Hasta marzo pasado, la mayoría de las personas en el mundo jamás habíamos utilizado en una oración palabras como pandemia, inmunidad de rebaño, coronavirus… La curva de aprendizaje colectivo que hemos atravesado durante los últimos siete meses ha sido extremadamente pronunciada y todo-abarcadora. De hecho, decir que la atravesamos es mentira, porque aún estamos muy lejos de salir de ella.
Este año la primavera llegó en el norte y el otoño en el sur con la noticia de que el camino se había quebrado súbitamente, a escala global, cuando ya de por sí millones de seres humanos transitaban por la orilla del acantilado. Al hacer conciencia de la gravedad de la pandemia, quienes pudimos, bajamos la velocidad, nos acomodamos en el asiento, abrimos bien los ojos, respiramos hondo y torcimos el volante con cierto temor, pero también con alguna dosis de confianza o ingenuidad.

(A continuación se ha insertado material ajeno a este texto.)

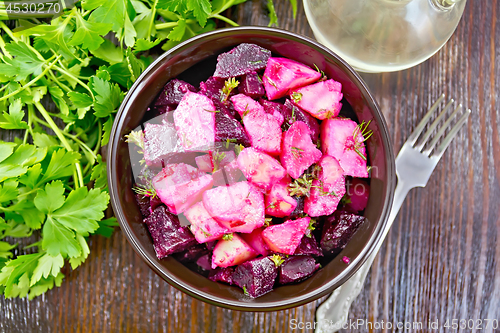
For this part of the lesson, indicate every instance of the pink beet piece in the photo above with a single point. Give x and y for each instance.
(341, 138)
(195, 121)
(180, 185)
(358, 192)
(321, 100)
(203, 226)
(259, 168)
(264, 131)
(283, 74)
(238, 207)
(285, 238)
(227, 127)
(255, 240)
(251, 85)
(173, 92)
(298, 152)
(245, 105)
(327, 190)
(293, 113)
(278, 201)
(277, 110)
(231, 252)
(206, 162)
(228, 175)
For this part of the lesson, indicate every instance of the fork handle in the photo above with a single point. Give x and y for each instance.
(333, 313)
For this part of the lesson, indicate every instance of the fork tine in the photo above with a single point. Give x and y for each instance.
(447, 140)
(434, 124)
(441, 131)
(420, 127)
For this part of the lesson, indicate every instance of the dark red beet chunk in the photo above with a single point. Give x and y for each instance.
(243, 59)
(300, 207)
(173, 92)
(309, 246)
(168, 235)
(192, 254)
(143, 202)
(227, 127)
(297, 268)
(160, 109)
(154, 202)
(338, 230)
(205, 262)
(293, 113)
(256, 276)
(224, 274)
(160, 143)
(251, 85)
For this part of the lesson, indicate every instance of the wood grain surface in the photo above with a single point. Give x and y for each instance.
(440, 260)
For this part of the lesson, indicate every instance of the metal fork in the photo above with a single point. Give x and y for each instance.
(414, 165)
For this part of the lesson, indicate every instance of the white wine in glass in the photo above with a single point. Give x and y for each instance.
(383, 35)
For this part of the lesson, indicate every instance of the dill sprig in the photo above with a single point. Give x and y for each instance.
(137, 138)
(297, 152)
(228, 236)
(363, 131)
(301, 186)
(217, 159)
(145, 191)
(229, 85)
(296, 96)
(277, 259)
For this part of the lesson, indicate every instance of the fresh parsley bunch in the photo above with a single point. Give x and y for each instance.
(53, 178)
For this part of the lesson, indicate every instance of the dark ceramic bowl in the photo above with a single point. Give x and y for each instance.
(190, 59)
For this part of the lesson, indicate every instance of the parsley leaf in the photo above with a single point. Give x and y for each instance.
(108, 96)
(82, 209)
(178, 32)
(58, 239)
(201, 10)
(88, 35)
(51, 198)
(13, 119)
(80, 100)
(60, 165)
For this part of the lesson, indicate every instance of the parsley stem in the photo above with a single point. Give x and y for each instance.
(225, 19)
(223, 8)
(4, 51)
(8, 31)
(61, 137)
(166, 25)
(65, 72)
(47, 68)
(30, 119)
(59, 83)
(71, 136)
(99, 137)
(152, 22)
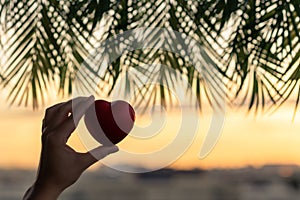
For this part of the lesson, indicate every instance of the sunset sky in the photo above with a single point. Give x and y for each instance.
(245, 140)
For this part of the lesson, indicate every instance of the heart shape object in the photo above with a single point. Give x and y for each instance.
(109, 122)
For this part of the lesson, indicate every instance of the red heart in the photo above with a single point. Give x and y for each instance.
(109, 122)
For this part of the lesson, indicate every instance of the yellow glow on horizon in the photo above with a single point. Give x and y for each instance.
(244, 140)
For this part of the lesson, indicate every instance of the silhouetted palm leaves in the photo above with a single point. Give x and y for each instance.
(250, 46)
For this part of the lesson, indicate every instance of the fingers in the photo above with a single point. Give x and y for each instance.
(96, 154)
(78, 110)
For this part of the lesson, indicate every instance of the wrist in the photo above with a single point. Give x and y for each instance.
(43, 191)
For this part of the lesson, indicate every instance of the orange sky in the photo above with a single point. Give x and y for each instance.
(244, 141)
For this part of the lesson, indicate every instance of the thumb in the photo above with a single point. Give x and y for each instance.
(96, 154)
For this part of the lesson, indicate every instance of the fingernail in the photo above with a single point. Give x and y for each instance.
(114, 149)
(91, 98)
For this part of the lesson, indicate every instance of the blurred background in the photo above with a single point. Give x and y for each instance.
(250, 49)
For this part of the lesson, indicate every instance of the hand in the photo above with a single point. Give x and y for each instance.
(60, 165)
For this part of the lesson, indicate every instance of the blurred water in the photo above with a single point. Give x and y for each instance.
(267, 183)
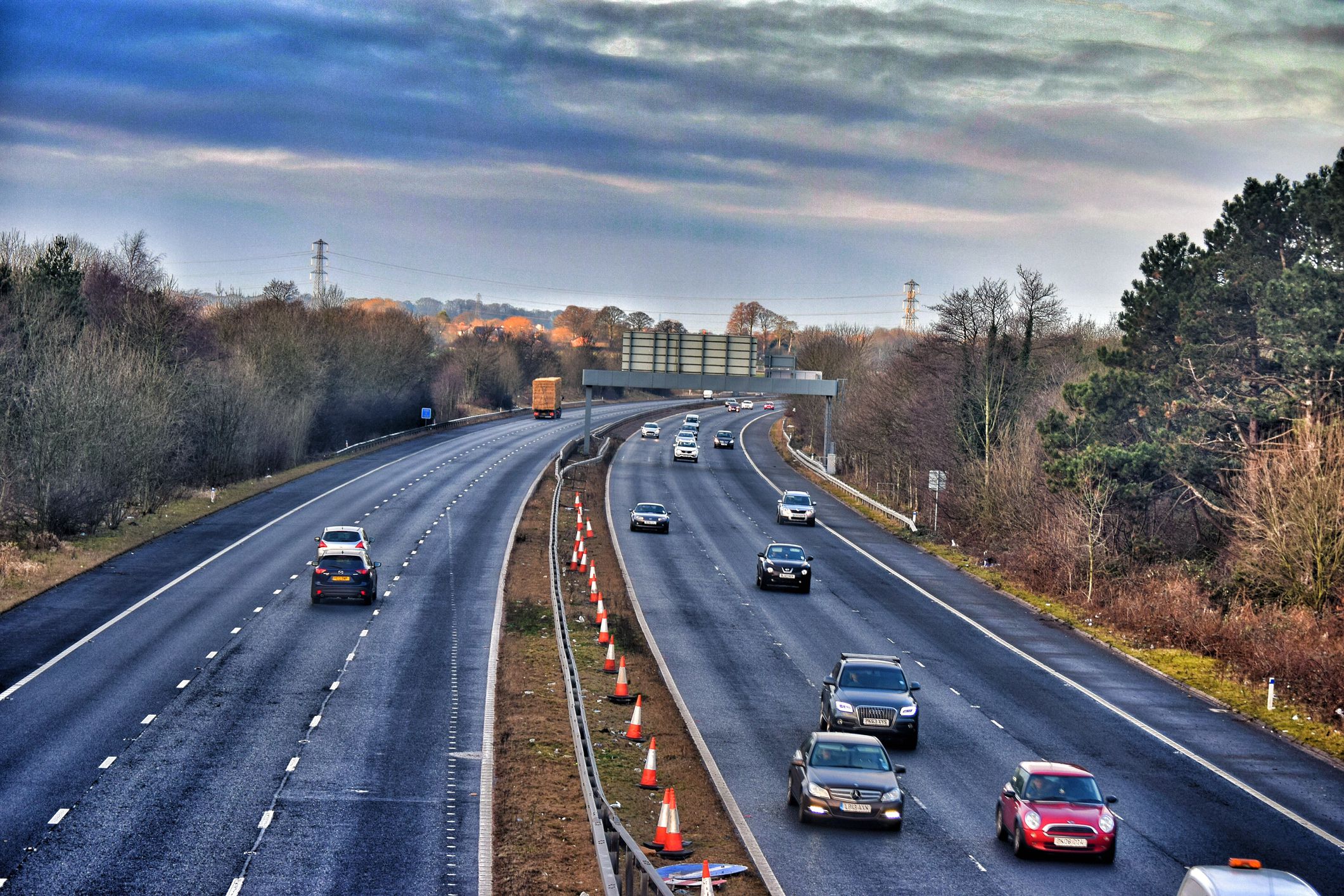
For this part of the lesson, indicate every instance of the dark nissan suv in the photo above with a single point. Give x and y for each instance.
(870, 695)
(345, 575)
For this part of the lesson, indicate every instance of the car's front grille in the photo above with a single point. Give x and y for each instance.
(855, 794)
(1070, 831)
(878, 712)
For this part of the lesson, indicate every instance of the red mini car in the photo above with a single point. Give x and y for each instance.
(1056, 808)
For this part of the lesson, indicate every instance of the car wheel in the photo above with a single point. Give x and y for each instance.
(1019, 844)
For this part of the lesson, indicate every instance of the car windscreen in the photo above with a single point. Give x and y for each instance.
(836, 755)
(873, 677)
(340, 562)
(1066, 789)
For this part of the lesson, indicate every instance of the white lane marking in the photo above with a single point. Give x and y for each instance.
(8, 692)
(1139, 723)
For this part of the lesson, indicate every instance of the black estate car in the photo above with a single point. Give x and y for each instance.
(870, 695)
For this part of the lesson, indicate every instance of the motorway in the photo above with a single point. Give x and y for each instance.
(227, 735)
(1001, 682)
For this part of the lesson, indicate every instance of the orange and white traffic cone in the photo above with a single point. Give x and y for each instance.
(623, 687)
(635, 731)
(675, 847)
(650, 779)
(660, 833)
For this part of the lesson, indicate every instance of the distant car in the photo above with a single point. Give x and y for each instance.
(1056, 808)
(650, 516)
(784, 565)
(869, 693)
(345, 575)
(846, 778)
(686, 449)
(1242, 878)
(343, 538)
(796, 507)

No hay mal que dure cien años. La medicina está tan avanzada. Los pueblos y los gobiernos del mundo se unirán para enfrentar la enfermedad… Ahora la moneda de las estaciones ha girado, es primavera en el sur y otoño en el norte, y la noticia que debemos digerir, la nueva palabra que habremos de introducir en nuestras oraciones, es fatiga.
“La fatiga pandémica es real”, declaró antier el Dr. Tedros Adhanom Ghebreyesus, Director General de la OMS. Y no solamente es real, sino que se ha convertido en el principal obstáculo a vencer para reducir los contagios de COVID-19 en el mundo. La explicación es simple: tras meses de sacrificios y pérdidas, la población está extenuada y, en ese estado, los seres humanos corremos más riesgos.

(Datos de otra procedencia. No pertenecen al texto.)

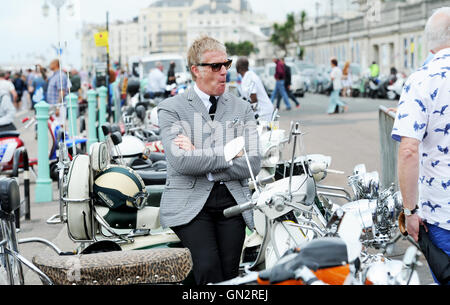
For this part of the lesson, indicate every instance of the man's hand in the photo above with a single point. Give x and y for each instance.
(412, 226)
(184, 143)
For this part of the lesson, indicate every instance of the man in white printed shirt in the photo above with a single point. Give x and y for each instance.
(253, 89)
(422, 126)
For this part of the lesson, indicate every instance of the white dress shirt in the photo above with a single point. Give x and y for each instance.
(424, 114)
(205, 99)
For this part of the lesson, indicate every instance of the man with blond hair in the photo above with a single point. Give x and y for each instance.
(422, 127)
(201, 184)
(156, 81)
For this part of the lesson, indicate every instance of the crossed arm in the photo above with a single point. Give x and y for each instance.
(186, 159)
(408, 175)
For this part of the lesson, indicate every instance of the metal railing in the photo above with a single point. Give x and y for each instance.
(388, 148)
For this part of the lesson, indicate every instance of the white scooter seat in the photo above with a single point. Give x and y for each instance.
(79, 214)
(153, 266)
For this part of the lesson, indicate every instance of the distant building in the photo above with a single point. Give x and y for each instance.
(162, 26)
(227, 21)
(124, 41)
(90, 54)
(392, 37)
(170, 26)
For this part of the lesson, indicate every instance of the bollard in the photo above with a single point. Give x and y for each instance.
(103, 94)
(117, 102)
(21, 158)
(92, 115)
(72, 105)
(43, 191)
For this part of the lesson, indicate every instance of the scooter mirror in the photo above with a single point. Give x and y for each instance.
(359, 169)
(116, 137)
(140, 112)
(106, 128)
(115, 128)
(233, 148)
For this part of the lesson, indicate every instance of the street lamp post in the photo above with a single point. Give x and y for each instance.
(58, 4)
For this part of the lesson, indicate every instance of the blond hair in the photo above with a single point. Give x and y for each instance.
(199, 47)
(437, 29)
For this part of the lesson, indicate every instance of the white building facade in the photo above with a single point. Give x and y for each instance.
(395, 39)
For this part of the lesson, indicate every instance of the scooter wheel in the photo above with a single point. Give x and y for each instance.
(54, 174)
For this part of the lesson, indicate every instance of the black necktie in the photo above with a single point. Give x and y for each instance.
(212, 109)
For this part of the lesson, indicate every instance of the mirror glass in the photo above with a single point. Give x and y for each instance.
(233, 148)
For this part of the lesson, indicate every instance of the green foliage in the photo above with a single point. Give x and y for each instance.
(244, 48)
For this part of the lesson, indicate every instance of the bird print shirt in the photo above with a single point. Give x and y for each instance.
(424, 114)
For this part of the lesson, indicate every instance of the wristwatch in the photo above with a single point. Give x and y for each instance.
(409, 212)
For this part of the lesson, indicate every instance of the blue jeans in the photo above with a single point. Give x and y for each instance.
(334, 101)
(441, 239)
(280, 89)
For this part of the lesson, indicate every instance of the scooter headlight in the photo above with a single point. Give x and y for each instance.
(271, 157)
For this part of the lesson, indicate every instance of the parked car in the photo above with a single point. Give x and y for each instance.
(297, 83)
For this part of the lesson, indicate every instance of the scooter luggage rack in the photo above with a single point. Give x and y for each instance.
(92, 233)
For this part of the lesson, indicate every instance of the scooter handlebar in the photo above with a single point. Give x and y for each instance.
(238, 209)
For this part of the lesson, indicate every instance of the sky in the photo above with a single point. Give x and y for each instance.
(25, 33)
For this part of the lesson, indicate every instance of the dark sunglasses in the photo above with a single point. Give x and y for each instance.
(216, 67)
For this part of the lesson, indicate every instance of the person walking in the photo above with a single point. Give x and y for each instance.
(156, 81)
(336, 76)
(287, 86)
(38, 88)
(7, 86)
(253, 90)
(374, 70)
(7, 112)
(422, 127)
(347, 80)
(57, 90)
(280, 75)
(201, 184)
(171, 78)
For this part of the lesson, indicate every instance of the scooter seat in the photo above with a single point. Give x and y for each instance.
(317, 254)
(153, 266)
(152, 177)
(9, 195)
(155, 156)
(9, 134)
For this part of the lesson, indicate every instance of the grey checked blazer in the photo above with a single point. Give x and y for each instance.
(187, 186)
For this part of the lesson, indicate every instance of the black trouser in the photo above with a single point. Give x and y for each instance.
(215, 242)
(290, 95)
(7, 127)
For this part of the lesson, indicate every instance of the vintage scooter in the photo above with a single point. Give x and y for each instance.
(103, 263)
(378, 210)
(335, 260)
(286, 215)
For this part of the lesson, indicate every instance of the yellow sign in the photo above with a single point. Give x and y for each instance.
(101, 39)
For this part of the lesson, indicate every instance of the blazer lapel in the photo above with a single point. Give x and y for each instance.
(198, 105)
(221, 107)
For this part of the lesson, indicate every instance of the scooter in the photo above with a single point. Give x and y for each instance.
(395, 90)
(102, 263)
(286, 215)
(378, 210)
(335, 260)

¿Recuerdas cómo encarabas la pandemia en marzo? ¿La energía que invertiste en modificar tu comportamiento, hasta donde te fue posible? Si contaste con los recursos necesarios para hacerlo, ¿recuerdas con cuánta disciplina te lavabas las manos una y otra vez durante el día y con qué fervor limpiabas tus espacios? ¿Cómo dejaste de reunirte con familiares y amistades y redujiste tus salidas al máximo? ¿Cómo procurabas informarte para entender lo que estaba ocurriendo, día con día? Pues bien, de acuerdo con estudios recientes, más de la mitad de la humanidad se hartó ya de todo eso.
¿Cómo saber si tengo fatiga pandémica?
La fatiga pandémica es un agotamiento colectivo que se origina en la acumulación de pérdidas y restricciones, vividas durante meses de crisis sanitaria. Además de los síntomas propios del cansancio físico y emocional, esta fatiga se caracteriza por la presencia muy frecuente o constante de emociones intensas y desagradables como la impaciencia, la frustración, la apatía y la desconexión.
Según la OMS, las personas que experimentan fatiga pandémica comienzan a mostrar los siguientes comportamientos: 1) dejan de informarse acerca del virus y la pandemia; 2) cada vez les importan menos los riesgos; 3) están menos dispuestos a seguir las conductas recomendadas para la prevención.
Se entiende que en estos momentos, cuando los contagios repuntan alrededor del mundo, lo peor que podríamos hacer es descuidarnos. Y sin embargo, sin importar el peligro, nos descuidamos. Lo hacemos de manera irracional, ilógica. Apoyamos nuestra decisión de arriesgarnos y arriesgar a otras personas en negaciones y racionalizaciones. ¡Cómo no voy a ver a X en su cumpleaños! ¡Ni modo que siga sin ver a mis familiares! Después de todo, el porcentaje de gente contagiada o fallecida es mínimo, si lo comparas con la población mundial. Prefiero contagiarme ya de una vez, para salir de esto. Si en siete meses no me he contagiado, ya no me contagié. Vivir así no es vida. De algo me he de morir... Para cualquiera de estas justificaciones existe una contraparte lógica, informada, realista, racional. El problema es que, al parecer, ya no nos importa.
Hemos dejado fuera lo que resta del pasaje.